Madison Township is one of twelve townships in Dubois County, Indiana. As of the 2010 census, its population was 2,696 and it contained 935 housing units.

==History==
The Shiloh Presbyterian Church was listed on the National Register of Historic Places in 1982.

==Geography==
According to the 2010 census, the township has a total area of 35.59 sqmi, of which 34.97 sqmi (or 98.26%) is land and 0.62 sqmi (or 1.74%) is water.

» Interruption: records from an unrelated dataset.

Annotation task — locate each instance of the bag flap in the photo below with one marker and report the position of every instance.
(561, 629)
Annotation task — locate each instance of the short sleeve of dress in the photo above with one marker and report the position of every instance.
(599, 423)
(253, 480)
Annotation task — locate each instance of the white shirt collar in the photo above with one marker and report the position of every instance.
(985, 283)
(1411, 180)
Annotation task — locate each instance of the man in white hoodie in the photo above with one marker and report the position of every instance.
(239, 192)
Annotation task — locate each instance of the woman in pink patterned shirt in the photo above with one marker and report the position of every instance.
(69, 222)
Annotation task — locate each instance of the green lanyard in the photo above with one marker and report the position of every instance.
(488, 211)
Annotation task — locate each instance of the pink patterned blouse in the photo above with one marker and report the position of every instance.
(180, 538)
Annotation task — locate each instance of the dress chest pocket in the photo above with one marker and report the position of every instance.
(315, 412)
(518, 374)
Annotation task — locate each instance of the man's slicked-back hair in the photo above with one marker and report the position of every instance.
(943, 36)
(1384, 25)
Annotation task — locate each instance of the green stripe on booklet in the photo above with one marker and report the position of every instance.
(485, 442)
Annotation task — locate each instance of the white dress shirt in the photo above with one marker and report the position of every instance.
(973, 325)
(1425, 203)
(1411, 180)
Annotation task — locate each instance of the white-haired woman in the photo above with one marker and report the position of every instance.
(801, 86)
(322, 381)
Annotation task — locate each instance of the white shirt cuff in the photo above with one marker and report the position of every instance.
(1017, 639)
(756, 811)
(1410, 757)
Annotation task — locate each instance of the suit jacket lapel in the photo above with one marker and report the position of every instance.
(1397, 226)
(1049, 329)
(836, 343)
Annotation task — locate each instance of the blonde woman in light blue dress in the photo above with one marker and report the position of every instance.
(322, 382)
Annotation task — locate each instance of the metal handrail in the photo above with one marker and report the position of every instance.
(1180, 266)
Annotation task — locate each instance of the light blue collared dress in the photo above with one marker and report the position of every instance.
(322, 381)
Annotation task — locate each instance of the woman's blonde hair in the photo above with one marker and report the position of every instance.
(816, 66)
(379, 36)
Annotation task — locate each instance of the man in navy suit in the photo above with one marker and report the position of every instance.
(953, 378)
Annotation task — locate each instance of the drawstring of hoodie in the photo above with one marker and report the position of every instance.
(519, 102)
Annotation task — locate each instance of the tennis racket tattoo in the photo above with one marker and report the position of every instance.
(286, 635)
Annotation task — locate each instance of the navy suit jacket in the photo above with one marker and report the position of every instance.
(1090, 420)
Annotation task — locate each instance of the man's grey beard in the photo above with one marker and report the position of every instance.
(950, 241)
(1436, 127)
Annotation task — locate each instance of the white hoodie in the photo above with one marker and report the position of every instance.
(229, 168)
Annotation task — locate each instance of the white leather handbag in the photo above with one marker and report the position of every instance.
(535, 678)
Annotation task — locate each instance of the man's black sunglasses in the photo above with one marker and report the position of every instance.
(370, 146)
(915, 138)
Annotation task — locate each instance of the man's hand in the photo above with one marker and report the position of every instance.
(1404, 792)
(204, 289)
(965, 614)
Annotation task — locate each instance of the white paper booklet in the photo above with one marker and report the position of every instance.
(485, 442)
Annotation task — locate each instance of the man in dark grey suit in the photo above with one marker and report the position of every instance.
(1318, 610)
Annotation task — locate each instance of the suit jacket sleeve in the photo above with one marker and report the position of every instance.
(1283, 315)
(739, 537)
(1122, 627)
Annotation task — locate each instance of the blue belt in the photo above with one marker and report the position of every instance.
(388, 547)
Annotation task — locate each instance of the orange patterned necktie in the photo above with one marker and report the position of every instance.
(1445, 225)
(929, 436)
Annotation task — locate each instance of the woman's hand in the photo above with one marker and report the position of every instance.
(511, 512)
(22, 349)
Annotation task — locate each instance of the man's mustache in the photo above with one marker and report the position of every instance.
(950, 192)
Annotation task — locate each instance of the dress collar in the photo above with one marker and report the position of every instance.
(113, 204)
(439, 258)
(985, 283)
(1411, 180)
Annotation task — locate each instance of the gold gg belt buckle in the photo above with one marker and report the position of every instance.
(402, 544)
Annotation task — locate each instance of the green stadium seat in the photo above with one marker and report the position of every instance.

===Unincorporated towns===
- Ireland
- Millersport
(This list is based on USGS data and may include former settlements.)

===Adjacent townships===
- Boone Township (north)
- Bainbridge Township (east)
- Patoka Township (southeast)
- Lockhart Township, Pike County (southwest)
- Marion Township, Pike County (west)
- Jefferson Township, Pike County (northwest)

===Major highways===
- Indiana State Road 56

===Cemeteries===
The township contains six cemeteries: Alexander, Armstrong, Dillin, Hobbs, Mount Zion and Payne.

==Education==
Madison Township is in Greater Jasper Consolidated Schools.

Previously Ireland had its own high school, known as Madison Township High School. The school colors were green and white, and the mascot was the "spuds" (meaning potatoes). A new building was being built circa 1948. In 1970 the school merged into Jasper High School.